Here some interesting articles (besides Joel's article) on the subject:
http://www.tbray.org/ongoing/When/200x/2003/04/06/Unicode
http://www.tbray.org/ongoing/When/200x/2003/04/26/UTF
A quote from the first article; Tips for using Unicode:
Embrace Unicode, don't fight it; it's probably the right thing to do, and if it weren't you'd probably have to anyhow.
Inside your software, store text as UTF-8 or UTF-16; that is to say, pick one of the two and stick with it.
Interchange data with the outside world using XML whenever possible; this makes a whole bunch of potential problems go away.
Try to make your application browser-based rather than write your own client; the browsers are getting really quite good at dealing with the texts of the world.

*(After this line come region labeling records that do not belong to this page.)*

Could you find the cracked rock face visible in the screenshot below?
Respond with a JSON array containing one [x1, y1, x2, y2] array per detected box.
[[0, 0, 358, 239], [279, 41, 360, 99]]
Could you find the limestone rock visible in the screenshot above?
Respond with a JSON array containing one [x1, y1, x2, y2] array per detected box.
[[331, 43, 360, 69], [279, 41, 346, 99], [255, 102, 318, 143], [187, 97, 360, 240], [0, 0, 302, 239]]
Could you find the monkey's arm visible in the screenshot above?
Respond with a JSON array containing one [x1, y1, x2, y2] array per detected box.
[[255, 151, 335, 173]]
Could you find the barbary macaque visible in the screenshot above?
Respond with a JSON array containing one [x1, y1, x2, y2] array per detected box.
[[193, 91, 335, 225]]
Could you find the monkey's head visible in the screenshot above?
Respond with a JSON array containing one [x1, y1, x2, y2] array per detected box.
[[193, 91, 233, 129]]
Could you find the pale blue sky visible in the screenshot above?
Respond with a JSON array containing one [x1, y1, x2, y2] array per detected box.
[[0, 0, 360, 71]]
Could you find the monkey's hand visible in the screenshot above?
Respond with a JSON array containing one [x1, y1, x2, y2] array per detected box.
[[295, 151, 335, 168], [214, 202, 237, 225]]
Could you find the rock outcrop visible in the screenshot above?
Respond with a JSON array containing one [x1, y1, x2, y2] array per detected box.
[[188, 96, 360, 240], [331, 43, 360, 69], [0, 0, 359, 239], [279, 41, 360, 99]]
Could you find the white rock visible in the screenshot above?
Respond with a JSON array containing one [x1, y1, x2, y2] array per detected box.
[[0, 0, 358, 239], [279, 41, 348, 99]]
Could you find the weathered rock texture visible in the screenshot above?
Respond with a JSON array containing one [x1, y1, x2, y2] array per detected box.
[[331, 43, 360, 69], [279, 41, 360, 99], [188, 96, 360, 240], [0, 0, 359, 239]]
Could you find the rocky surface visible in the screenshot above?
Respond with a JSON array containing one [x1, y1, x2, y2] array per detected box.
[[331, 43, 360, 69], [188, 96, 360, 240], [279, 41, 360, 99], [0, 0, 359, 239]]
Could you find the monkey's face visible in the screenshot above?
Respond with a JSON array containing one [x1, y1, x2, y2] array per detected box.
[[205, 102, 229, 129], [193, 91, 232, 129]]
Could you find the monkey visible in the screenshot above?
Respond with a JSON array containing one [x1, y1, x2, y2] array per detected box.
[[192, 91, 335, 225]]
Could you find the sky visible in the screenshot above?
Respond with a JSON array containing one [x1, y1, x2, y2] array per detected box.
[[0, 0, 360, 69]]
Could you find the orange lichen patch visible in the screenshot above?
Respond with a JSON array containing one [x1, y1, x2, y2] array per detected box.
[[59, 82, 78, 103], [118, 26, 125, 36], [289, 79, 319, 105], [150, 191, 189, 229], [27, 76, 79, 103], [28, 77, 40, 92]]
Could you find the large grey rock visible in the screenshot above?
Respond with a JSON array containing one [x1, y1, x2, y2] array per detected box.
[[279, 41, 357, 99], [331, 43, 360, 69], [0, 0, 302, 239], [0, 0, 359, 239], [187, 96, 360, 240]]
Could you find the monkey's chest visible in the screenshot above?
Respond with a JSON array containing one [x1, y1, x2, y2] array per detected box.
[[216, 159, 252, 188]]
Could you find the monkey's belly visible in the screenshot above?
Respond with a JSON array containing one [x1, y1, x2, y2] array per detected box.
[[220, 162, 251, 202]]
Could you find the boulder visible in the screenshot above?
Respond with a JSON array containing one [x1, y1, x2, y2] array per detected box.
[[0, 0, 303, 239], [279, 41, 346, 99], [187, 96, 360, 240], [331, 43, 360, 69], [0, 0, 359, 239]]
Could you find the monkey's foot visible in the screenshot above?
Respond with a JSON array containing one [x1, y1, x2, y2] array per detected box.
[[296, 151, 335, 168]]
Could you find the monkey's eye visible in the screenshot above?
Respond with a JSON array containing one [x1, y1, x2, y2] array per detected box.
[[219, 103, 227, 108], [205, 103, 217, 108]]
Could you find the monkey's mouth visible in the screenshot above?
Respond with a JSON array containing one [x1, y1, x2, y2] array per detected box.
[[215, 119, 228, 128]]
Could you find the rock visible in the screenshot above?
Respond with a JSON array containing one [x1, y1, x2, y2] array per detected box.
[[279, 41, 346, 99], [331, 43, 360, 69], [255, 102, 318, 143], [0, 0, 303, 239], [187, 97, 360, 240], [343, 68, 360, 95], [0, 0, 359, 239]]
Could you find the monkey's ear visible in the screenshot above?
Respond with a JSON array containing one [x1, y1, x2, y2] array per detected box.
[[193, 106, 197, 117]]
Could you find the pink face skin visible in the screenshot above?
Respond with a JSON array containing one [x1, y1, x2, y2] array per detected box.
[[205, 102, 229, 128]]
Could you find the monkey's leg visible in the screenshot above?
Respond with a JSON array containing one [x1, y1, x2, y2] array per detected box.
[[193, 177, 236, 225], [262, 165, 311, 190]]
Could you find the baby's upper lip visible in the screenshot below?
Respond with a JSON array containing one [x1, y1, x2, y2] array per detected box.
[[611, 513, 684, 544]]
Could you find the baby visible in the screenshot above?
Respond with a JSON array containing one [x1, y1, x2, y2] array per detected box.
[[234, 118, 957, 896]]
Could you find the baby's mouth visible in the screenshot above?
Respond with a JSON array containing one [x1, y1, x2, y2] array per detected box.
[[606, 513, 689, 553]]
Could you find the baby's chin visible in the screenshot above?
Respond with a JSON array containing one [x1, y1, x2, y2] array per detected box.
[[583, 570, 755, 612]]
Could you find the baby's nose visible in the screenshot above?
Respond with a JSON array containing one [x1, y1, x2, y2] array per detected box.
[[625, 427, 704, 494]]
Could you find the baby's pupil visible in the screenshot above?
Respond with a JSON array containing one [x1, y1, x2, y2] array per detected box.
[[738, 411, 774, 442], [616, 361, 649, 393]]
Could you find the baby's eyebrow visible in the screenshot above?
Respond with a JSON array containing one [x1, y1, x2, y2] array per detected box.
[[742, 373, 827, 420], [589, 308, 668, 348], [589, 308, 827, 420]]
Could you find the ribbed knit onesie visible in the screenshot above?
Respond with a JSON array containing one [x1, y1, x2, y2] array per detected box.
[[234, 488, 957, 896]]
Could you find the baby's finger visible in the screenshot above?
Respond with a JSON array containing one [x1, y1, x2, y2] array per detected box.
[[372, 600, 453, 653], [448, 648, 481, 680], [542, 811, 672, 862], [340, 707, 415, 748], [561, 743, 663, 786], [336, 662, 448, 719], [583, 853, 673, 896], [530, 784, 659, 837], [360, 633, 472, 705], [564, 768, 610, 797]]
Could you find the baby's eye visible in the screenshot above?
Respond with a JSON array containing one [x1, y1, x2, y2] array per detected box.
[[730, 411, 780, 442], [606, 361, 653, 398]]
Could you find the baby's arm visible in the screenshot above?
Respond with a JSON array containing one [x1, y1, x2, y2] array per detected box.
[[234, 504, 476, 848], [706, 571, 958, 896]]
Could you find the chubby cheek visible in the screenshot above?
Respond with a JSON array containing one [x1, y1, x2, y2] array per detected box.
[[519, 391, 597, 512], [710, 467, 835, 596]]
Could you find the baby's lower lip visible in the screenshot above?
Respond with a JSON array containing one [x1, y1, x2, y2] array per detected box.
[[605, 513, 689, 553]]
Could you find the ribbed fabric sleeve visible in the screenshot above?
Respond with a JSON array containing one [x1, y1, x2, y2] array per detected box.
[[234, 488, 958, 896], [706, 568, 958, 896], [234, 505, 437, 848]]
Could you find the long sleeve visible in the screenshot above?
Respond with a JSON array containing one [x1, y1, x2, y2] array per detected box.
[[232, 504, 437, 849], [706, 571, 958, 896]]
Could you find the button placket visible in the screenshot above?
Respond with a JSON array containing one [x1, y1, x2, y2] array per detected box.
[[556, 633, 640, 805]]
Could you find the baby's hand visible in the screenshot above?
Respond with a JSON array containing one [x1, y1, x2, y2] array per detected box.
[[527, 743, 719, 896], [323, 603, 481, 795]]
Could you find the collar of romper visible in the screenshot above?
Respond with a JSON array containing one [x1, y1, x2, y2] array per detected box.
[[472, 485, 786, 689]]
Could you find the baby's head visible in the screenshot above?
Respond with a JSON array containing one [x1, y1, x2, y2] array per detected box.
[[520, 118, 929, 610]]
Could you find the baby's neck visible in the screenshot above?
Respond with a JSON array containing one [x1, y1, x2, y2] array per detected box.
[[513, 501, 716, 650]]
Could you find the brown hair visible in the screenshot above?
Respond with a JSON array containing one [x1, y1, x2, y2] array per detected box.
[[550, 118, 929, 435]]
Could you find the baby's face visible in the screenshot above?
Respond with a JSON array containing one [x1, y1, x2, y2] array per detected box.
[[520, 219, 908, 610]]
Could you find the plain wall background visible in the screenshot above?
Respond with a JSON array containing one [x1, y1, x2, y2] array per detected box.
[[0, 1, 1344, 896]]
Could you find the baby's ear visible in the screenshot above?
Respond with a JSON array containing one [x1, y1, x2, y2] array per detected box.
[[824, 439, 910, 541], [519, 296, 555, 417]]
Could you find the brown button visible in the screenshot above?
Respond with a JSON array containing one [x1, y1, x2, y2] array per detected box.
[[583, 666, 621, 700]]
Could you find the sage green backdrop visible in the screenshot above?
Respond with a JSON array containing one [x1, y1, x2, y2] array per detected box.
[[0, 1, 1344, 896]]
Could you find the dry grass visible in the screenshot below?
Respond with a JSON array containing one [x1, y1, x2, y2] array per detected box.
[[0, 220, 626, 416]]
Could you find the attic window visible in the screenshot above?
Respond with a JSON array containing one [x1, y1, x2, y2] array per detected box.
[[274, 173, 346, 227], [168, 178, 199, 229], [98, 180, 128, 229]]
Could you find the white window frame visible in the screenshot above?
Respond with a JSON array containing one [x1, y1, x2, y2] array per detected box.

If you're using someone else's library code (and of course you are), assume its Unicode handling is broken until proved to be correct.
If you're doing search, try to hand the linguistic and character-handling problems off to someone who understands them.
Go off to Amazon or somewhere and buy the latest revision of the printed Unicode standard; it contains pretty well everything you need to know.
Spend some time poking around the Unicode web site and learning how the code charts work.
If you're going to have to do any serious work with Asian languages, go buy the O'Reilly book on the subject by Ken Lunde.
If you have a Macintosh, run out and grab Lord Pixel's Unicode Font Inspection tool. Totally cool.
If you're really going to have to get down and dirty with the data, go attend one of the twice-a-year Unicode conferences. All the experts go and if you don't know what you need to know, you'll be able to find someone there who knows.
I spent a while working with search engine software - You wouldn't believe how many web sites serve up content with HTTP headers or meta tags which lie about the encoding of the pages. Often, you'll even get a document which contains both ISO-8859 characters and UTF-8 characters.
Once you've battled through a few of those sorts of issues, you start taking the proper character encoding of data you produce really seriously.
The .NET Framework uses Windows default encoding for storing strings, which turns out to be UTF-16. If you don't specify an encoding when you use most text I/O classes, you will write UTF-8 with no BOM and read by first checking for a BOM then assuming UTF-8 (I know for sure StreamReader and StreamWriter behave this way.) This is pretty safe for "dumb" text editors that won't understand a BOM but kind of cruddy for smarter ones that could display UTF-8 or the situation where you're actually writing characters outside the standard ASCII range.
Normally this is invisible, but it can rear its head in interesting ways. Yesterday I was working with someone who was using XML serialization to serialize an object to a string using a StringWriter, and he couldn't figure out why the encoding was always UTF-16. Since a string in memory is going to be UTF-16 and that is enforced by .NET, that's the only thing the XML serialization framework could do.
So, when I'm writing something that isn't just a throwaway tool, I specify a UTF-8 encoding with a BOM. Technically in .NET you will always be accidentally Unicode aware, but only if your user knows to detect your encoding as UTF-8.
It makes me cry a little every time I see someone ask, "How do I get the bytes of a string?" and the suggested solution uses Encoding.ASCII.GetBytes() :(
Rule of thumb: if you never munge or look inside a string and instead treat it strictly as a blob of data, you'll be much better off.
Even doing something as simple as splitting words or lowercasing strings becomes tough if you want to do it "the Unicode way".
And if you want to do it "the Unicode way", you'll need an awfully good library. This stuff is incredibly complex.